Toraja: Misadventures of an Anthropologist in Sulawesi, Indonesia by Barley Nigel

Toraja: Misadventures of an Anthropologist in Sulawesi, Indonesia by Barley Nigel

Author:Barley, Nigel
Language: eng
Format: epub
ISBN: 9789814423472
Publisher: Monsoon Books


Mountain Barnstormers

An early morning mist still hung about the valleys, lurking among the trees and undergrowth. Although it was barely light, one of the great tidal waves of schoolchildren was in full spate. They emerged from the thick bush on either side of the road, hugging their textbooks in anticipation of the duties of matrimony, and picked their way among the rocks that soon replaced any attempt at tarmac.
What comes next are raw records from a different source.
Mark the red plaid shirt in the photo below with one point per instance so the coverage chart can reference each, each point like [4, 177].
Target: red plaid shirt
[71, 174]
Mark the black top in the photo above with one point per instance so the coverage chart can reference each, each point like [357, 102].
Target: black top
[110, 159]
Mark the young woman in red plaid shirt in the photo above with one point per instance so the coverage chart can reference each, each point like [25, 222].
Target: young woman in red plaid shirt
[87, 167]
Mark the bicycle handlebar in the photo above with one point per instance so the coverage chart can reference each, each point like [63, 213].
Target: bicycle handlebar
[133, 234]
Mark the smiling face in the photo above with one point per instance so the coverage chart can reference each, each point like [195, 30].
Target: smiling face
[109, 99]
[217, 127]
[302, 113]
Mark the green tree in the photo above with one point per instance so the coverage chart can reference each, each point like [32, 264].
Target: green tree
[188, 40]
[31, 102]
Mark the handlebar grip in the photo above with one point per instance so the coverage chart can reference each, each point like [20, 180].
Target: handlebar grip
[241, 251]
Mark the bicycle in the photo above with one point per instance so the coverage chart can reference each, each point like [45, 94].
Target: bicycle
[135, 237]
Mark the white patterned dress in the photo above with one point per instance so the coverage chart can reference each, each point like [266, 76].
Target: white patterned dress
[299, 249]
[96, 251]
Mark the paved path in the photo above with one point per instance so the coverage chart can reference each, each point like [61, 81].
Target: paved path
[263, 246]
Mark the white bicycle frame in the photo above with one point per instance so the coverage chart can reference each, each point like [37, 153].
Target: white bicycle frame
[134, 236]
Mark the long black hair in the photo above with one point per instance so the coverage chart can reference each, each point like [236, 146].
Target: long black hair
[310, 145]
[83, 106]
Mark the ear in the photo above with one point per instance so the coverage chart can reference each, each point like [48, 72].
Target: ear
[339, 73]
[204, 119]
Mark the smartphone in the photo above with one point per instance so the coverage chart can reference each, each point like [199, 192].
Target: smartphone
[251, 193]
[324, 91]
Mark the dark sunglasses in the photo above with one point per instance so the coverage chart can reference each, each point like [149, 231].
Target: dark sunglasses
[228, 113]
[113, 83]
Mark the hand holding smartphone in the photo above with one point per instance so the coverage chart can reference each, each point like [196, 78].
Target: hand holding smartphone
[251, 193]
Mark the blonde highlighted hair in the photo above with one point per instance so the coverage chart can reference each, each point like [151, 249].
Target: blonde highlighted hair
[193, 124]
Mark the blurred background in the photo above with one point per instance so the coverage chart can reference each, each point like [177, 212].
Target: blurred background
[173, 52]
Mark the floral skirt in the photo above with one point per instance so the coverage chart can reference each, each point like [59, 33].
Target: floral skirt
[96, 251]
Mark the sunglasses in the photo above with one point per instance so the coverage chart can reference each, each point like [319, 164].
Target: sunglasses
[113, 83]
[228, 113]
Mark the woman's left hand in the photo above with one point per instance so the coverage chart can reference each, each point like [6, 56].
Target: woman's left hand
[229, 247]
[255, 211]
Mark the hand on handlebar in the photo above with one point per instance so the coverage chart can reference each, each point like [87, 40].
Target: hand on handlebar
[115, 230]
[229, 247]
The bus bucked and heaved up a spiral path until suddenly we broke through the cloud and beneath us lay the boiling cauldron of Rantepao, wreathed in steam with range after range of hillpeaks stretching away as far as the eye and imagination could see. The tops glinted with the first dewy rays of the sun. ‘Wah!’ cried a voice as if from Heaven, ‘Beautiful.’ I extended my neck with difficulty out of the window and saw for the first time that the roof had been colonized. Two radiantly happy small children perched atop with the deep joy that deadly peril brings to the truly young.

After about an hour of buttock-wrenching progress, we paused. The driver turned round in his seat and grinned wickedly at me. ‘Nyonya Bambang,’ he said. It was hard to know what to make of that. The implication from the tone of voice was that this was going to be good. Nyonya is the term for a respectable married woman, while Bambang is a man’s name. The answer soon became clear.

There emerged from a nearby house a man of offensive cleanliness. He positively gleamed. Once again, I was transported back to school. This was teacher’s pet. Before mounting the seat beside the driver – which he assumed as his right – he dusted it off with a spotless handkerchief. He addressed me as being the only person worthy of his attention. ‘My name is Bambang. I am an architect from Jakarta.’ He extended a hand like a dead fish. Bambang refused my offer of a cigarette. Indeed he insisted the windows be opened to allow the smoke to dissipate. He passed me his visiting card and seemed put out that I had none of my own to offer in exchange. We went through the usual round of questions establishing professional and marital bona fides. He was here to visit relatives, he explained, and to study the traditional architecture of Torajaland. His tragedy was that he loved babies but hated children. The logical result of these principles, twelve children, drove him from the house until he was tempted to sire another one, which gave him a year or two of consolation but ultimately increased his discomfiture. This trip to visit relatives was one of many to escape his prodigious offspring.

The road became abruptly worse, or rather the driver seemed to be aiming for the potholes rather than avoiding them. Bambang began to look green and retch, dabbing at his mouth in a matronly fashion. The driver appeared immensely pleased and puffed smoke aggressively. Most of it went in Bambang’s face.